山陰・山陽地方の絣は江戸時代末期から、久留米絣で発明された「絵絣」によって、縞や格子に限定されない自由な発想のデザインを織ることが可能となり、鳥取の倉吉絣、島根の広瀬絣や弓浜絣がその影響を受けながらも独自のデザインを作りだしてきたとされています。
出雲絣もその中のひとつであり、農家でつつましく織られたものが、現在ほとんど姿を消し、ごく一部の人だけが生産に従事しているだけとなっています。その中の代表格が青戸柚美枝氏であり、長年の尽力で素朴な民芸品だった出雲絣が、伝統工芸展に入選するような作品になり世に送り出しています。
松井氏は青戸氏より出雲絣を学び、後に信州飯田で紬織りも学んでいます。

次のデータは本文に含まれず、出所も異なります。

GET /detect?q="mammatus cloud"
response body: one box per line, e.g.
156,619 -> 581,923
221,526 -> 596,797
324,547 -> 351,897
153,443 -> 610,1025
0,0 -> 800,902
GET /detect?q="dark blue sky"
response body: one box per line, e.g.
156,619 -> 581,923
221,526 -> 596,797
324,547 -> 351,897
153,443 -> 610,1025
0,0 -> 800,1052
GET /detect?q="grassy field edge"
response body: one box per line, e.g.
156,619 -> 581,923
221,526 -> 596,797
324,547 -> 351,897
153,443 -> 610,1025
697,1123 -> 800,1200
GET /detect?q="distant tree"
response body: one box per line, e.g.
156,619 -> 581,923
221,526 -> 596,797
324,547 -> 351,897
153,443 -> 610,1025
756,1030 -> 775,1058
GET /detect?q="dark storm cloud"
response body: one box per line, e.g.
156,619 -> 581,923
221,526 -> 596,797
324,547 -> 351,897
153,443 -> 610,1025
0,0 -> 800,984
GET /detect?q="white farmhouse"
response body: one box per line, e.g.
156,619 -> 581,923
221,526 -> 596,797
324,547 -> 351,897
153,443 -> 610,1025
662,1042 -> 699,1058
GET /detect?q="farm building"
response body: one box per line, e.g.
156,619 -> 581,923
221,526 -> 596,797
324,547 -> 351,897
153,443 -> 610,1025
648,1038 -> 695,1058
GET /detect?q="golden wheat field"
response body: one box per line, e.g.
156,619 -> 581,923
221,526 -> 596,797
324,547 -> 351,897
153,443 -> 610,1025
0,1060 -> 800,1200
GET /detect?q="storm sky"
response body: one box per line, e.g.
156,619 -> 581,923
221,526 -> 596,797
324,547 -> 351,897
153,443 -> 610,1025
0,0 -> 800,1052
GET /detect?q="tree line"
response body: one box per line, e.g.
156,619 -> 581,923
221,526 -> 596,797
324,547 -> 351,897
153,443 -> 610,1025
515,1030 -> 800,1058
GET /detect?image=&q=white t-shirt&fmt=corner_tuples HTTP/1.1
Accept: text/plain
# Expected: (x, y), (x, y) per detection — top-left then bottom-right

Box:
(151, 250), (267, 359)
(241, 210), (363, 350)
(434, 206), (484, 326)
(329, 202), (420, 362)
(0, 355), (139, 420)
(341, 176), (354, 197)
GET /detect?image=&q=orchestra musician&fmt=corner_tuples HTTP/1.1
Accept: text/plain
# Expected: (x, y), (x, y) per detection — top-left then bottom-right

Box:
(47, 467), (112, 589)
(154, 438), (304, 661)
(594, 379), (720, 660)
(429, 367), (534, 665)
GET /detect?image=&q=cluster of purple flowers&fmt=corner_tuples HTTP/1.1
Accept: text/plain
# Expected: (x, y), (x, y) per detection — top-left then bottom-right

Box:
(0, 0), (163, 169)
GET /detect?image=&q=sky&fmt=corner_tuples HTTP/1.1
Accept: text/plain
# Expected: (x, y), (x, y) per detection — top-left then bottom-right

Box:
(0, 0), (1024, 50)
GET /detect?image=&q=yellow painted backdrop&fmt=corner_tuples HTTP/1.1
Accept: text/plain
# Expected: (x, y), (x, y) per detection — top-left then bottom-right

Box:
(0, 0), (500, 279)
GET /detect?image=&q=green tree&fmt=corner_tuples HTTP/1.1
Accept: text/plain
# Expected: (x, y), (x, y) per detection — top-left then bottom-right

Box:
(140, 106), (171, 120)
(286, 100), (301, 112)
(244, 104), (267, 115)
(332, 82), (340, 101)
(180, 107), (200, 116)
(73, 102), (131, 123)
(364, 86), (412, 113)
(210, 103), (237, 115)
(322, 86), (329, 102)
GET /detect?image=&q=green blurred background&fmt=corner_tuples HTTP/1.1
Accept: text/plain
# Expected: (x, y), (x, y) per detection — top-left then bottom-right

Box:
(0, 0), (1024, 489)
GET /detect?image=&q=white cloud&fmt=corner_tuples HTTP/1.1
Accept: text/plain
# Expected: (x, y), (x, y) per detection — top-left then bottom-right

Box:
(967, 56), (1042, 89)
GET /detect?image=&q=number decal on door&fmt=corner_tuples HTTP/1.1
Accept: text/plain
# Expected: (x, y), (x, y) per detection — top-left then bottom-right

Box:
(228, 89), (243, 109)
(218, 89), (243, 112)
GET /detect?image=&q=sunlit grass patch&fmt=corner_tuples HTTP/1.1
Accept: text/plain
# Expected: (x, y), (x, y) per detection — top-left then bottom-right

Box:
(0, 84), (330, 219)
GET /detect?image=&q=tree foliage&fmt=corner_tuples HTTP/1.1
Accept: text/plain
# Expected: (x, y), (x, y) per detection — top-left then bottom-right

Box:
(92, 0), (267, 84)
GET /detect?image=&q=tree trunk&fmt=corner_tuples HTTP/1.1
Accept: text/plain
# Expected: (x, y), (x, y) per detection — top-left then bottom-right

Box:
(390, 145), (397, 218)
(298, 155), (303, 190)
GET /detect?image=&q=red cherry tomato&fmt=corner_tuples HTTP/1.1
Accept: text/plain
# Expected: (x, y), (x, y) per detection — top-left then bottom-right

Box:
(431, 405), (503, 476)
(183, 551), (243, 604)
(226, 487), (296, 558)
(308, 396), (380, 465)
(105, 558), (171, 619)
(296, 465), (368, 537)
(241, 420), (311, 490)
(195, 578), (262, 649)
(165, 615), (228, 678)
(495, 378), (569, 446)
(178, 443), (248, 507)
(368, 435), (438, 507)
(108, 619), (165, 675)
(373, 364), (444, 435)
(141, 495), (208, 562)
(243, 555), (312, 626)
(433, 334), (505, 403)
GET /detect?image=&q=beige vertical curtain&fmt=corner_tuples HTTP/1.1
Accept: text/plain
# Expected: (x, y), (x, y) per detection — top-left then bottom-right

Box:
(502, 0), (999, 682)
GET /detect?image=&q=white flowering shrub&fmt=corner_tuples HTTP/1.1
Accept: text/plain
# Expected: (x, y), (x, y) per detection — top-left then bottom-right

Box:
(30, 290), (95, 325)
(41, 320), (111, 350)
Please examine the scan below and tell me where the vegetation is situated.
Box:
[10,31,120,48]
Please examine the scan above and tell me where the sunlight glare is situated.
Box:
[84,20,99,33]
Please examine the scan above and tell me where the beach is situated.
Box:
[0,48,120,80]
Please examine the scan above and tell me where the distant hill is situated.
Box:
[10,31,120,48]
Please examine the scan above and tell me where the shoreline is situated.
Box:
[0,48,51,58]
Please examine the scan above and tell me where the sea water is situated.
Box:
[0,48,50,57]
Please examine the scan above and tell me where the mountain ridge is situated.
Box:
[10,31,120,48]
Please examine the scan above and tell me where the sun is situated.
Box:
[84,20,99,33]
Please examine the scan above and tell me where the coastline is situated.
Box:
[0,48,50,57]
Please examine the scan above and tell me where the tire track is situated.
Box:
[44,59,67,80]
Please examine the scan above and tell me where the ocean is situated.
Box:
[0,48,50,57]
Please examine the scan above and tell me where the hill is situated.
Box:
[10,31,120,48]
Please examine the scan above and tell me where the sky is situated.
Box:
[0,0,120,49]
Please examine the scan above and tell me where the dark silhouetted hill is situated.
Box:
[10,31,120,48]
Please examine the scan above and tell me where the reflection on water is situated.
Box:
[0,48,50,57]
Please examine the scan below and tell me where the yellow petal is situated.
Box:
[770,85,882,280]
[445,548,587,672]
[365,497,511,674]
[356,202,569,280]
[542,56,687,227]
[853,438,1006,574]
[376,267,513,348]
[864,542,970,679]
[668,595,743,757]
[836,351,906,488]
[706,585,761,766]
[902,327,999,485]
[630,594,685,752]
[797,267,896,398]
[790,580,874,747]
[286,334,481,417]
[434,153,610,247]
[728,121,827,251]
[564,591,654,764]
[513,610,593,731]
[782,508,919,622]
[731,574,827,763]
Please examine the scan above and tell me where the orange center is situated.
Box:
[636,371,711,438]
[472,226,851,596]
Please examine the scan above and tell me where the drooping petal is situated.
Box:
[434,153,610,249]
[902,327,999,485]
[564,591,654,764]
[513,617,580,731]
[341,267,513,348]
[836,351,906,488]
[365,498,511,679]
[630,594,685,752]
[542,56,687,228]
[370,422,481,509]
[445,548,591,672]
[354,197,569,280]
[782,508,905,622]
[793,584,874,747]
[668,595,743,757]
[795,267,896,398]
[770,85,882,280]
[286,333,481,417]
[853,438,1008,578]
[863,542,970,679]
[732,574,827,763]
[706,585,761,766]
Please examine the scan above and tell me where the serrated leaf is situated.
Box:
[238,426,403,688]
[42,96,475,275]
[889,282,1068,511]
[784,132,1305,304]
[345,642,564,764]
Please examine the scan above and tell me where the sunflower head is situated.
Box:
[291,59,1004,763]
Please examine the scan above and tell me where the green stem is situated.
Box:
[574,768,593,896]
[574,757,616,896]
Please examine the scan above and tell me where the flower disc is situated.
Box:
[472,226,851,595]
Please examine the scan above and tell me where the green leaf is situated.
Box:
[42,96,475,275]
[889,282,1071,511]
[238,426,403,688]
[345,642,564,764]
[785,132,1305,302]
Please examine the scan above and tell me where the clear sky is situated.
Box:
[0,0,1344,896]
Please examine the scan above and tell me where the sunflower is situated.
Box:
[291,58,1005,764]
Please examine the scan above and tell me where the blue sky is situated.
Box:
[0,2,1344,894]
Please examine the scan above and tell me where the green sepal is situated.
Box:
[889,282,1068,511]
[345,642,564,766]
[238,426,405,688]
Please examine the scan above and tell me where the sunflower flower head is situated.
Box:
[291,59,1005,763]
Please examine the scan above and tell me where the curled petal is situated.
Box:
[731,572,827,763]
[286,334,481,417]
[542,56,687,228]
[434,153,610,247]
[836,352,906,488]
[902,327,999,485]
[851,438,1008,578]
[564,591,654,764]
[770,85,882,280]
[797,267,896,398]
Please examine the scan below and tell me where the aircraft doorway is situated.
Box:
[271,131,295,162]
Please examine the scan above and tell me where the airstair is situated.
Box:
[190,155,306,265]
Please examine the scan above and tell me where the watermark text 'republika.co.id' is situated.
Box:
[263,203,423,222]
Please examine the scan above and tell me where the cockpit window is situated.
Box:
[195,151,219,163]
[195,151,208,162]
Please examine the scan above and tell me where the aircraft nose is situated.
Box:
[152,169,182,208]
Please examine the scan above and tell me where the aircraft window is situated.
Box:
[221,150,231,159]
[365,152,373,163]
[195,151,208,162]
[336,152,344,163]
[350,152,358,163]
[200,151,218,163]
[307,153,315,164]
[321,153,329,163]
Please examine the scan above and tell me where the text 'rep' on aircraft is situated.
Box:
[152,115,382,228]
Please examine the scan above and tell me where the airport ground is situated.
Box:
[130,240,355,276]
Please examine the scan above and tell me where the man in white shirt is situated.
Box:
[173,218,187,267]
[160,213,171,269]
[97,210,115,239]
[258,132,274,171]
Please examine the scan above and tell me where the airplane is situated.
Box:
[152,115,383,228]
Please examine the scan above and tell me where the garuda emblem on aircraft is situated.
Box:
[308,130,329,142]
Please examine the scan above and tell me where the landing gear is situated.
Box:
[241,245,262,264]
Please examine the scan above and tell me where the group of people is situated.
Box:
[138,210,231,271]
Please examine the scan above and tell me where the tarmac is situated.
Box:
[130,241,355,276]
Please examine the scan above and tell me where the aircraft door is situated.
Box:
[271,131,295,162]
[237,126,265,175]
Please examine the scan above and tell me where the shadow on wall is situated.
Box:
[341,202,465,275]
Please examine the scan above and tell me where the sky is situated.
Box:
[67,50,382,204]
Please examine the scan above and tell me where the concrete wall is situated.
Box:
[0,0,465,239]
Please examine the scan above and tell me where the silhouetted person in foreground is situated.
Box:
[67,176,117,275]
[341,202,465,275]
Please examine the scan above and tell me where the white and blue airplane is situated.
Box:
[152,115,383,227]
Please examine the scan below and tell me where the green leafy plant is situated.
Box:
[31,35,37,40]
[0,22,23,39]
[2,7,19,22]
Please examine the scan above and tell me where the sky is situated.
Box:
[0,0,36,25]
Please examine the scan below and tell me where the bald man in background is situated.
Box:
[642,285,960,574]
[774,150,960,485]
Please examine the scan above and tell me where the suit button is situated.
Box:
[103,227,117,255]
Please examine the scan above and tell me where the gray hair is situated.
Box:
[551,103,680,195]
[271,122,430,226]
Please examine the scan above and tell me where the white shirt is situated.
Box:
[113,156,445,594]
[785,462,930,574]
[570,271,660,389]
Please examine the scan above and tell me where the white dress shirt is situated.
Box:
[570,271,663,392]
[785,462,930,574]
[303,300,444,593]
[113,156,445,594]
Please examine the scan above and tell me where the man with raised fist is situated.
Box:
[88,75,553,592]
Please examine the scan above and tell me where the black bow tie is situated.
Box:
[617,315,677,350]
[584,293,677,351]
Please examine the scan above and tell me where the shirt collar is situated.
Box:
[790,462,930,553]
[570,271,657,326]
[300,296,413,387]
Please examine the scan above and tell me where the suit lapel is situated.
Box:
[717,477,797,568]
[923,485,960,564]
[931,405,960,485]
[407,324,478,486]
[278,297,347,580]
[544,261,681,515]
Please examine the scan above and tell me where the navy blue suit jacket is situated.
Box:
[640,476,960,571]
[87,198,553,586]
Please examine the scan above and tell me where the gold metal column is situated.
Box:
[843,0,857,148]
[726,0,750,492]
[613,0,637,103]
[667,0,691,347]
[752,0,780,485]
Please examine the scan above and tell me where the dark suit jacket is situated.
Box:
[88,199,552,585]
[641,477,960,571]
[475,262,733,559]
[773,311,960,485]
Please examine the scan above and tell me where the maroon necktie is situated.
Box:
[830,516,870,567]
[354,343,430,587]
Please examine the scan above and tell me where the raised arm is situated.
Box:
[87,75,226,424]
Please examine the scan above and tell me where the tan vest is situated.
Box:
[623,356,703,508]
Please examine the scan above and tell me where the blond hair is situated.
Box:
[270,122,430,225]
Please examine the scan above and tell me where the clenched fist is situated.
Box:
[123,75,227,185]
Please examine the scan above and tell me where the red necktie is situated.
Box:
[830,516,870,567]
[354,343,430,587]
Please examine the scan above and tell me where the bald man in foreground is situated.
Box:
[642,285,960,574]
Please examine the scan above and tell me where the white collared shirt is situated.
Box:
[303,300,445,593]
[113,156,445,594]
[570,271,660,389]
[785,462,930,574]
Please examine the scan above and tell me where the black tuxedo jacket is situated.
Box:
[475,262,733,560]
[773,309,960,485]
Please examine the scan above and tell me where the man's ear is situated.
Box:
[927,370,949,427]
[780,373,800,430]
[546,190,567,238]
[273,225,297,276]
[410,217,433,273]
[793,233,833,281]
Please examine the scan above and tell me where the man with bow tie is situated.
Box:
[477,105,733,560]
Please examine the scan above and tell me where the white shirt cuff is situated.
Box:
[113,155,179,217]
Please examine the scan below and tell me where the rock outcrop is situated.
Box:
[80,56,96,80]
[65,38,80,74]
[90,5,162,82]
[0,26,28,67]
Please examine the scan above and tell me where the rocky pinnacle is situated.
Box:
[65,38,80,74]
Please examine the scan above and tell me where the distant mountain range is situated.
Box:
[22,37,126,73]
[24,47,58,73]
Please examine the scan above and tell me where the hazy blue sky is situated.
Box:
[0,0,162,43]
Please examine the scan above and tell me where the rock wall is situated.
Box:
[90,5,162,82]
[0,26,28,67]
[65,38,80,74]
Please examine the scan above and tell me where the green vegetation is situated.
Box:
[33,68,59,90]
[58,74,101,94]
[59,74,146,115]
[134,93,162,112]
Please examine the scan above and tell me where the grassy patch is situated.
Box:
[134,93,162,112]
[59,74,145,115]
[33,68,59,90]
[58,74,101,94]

出雲絣の特徴は経緯糸ともすべて手紡ぎの木綿糸を使用しています。この作品の生地の風合いはとてもしなやかで、まるで紬を触っているかのようです。
この作品のタイトルは「はなの詩」となっていますが、その名のとおり、かわいらしい小花が織られています。しかし満面に散りばめられていないため、藍染とマッチしてとてもやさしい雰囲気が感じとれます。
まさしく詩です。
写真ではわかりませんが、藍染の濃い・薄いが段々に織り出されているのがとても楽しいです。着れば着るほど藍が馴染み、そして枯れたときにはお金では買えないなんとも言えない地色と風合いになっているでしょうね。